Pre-training is the phase where we teach a model how language works.
Before a model can answer questions, write code, or chat with us, it needs to learn the structure and patterns of language. This learning happens during pre-training.
From Text to Tokens
Everything begins with raw text.
For example:
“The cat sat on the mat”
A model cannot understand text directly. So the first step is to convert text into tokens.
Tokens are smaller units of text. They may look like words, subwords, or even characters depending on the tokenizer.
So the sentence becomes something like:
[“The”, “cat”, “sat”, “on”, “the”, “mat”]
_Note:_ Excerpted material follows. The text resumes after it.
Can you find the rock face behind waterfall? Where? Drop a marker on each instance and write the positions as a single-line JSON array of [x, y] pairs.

This process is called tokenization.
One common method used for tokenization is
Byte Pair Encoding.
Instead of splitting text only into words or characters, BPE creates subword tokens.
Let’s understand with an example:
Words:
- low
- lowest
- new
- newer
Step 1: Break into characters
l o w
l o w e s t
n e w
n e w e r
Step 2: Find the most frequent pair
For example: “l” + “o” → “lo”
Step 3: Merge it
Now we get:
lo w
lo w e s t
Step 4: Repeat
Eventually, we get useful tokens like:
“low”, “est”, “new”, “er”
So instead of storing every possible word, the model learns reusable building blocks.
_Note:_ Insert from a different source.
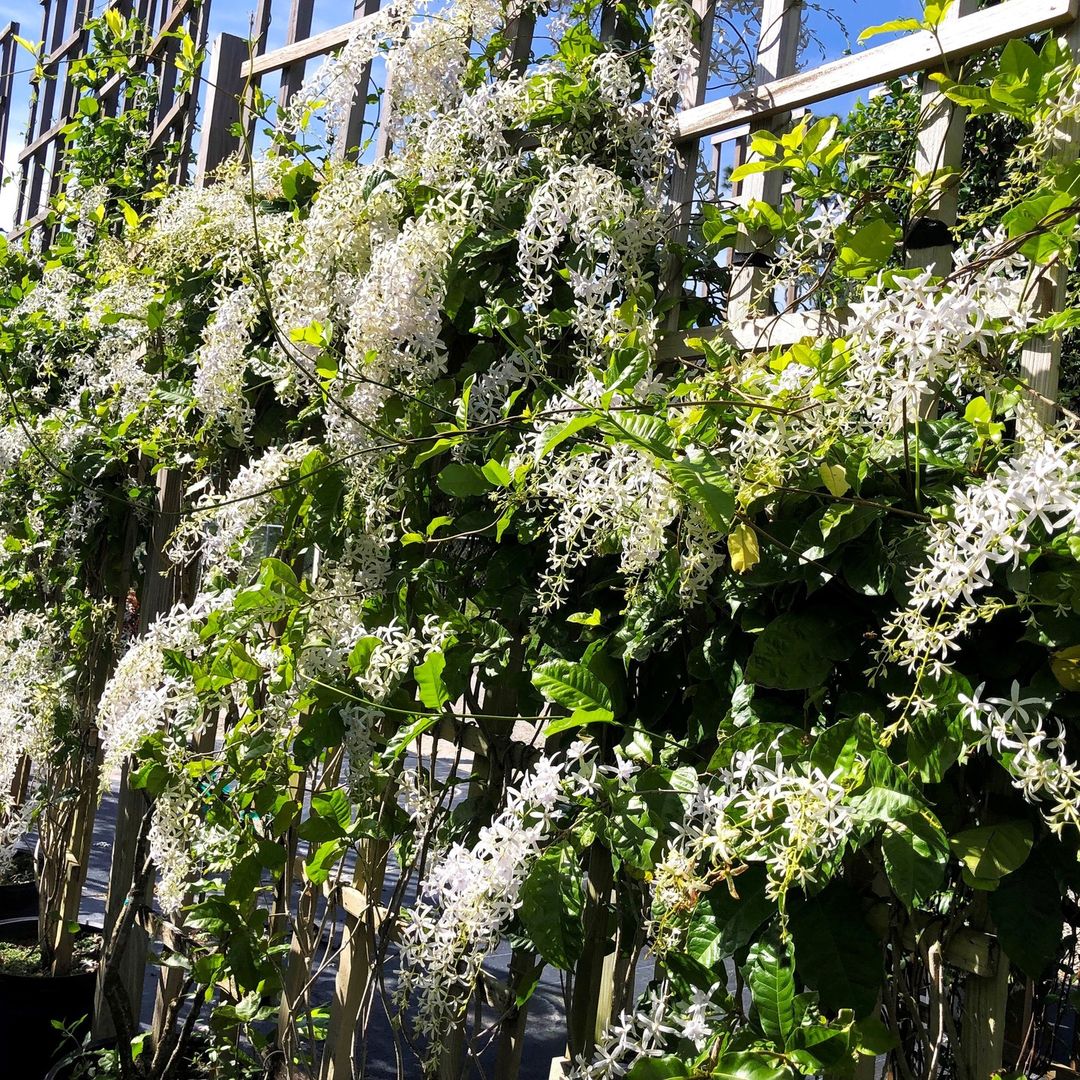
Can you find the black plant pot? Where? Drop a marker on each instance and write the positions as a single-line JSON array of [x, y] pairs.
[[19, 901], [29, 1042], [68, 1067]]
Each model is trained with a specific tokenizer.
To find it, you can:
- Check the model card
- Read official documentation
- Look at repositories (like Hugging Face Transformers)
Some common patterns:
- Files like
merges.txt→ BPE .modelfiles → SentencePiecevocab.txt→ WordPiece
After tokenization, each token is converted into a token ID.
Example:
“cat” → 345
This is just a number used as an index.
Important point:
A token ID does NOT carry meaning.
It is only a reference.
Now comes the key step.
Each token ID is mapped to a vector using an
embedding matrix.
So instead of:
cat → 345
We get:
cat → [0.55, 0.12, -0.44, …]
This list of numbers is called an embedding.
Why not represent a word with just one number?
Because a single number cannot capture meaning.
With multiple numbers (a vector), the model can:
- Represent different features
- Compare similarity between words
- Learn relationships
For example:
- “cat” and “dog” will have similar vectors
- “cat” and “car” will be far apart
This is known as a distributed representation.
Vectors allow the model to understand relationships.
What Happens During Pre-Training?
Now we connect everything.
The flow looks like this:
Text → Tokens → Token IDs → Embeddings → Model → Prediction
The model is trained to predict the next token.
Example:
“The cat sat on the ___”
The model tries to predict:
“mat”
It produces scores (called logits), converts them to probabilities, and compares with the correct answer.
Then it updates its internal values using
backpropagation.
This process repeats billions of times.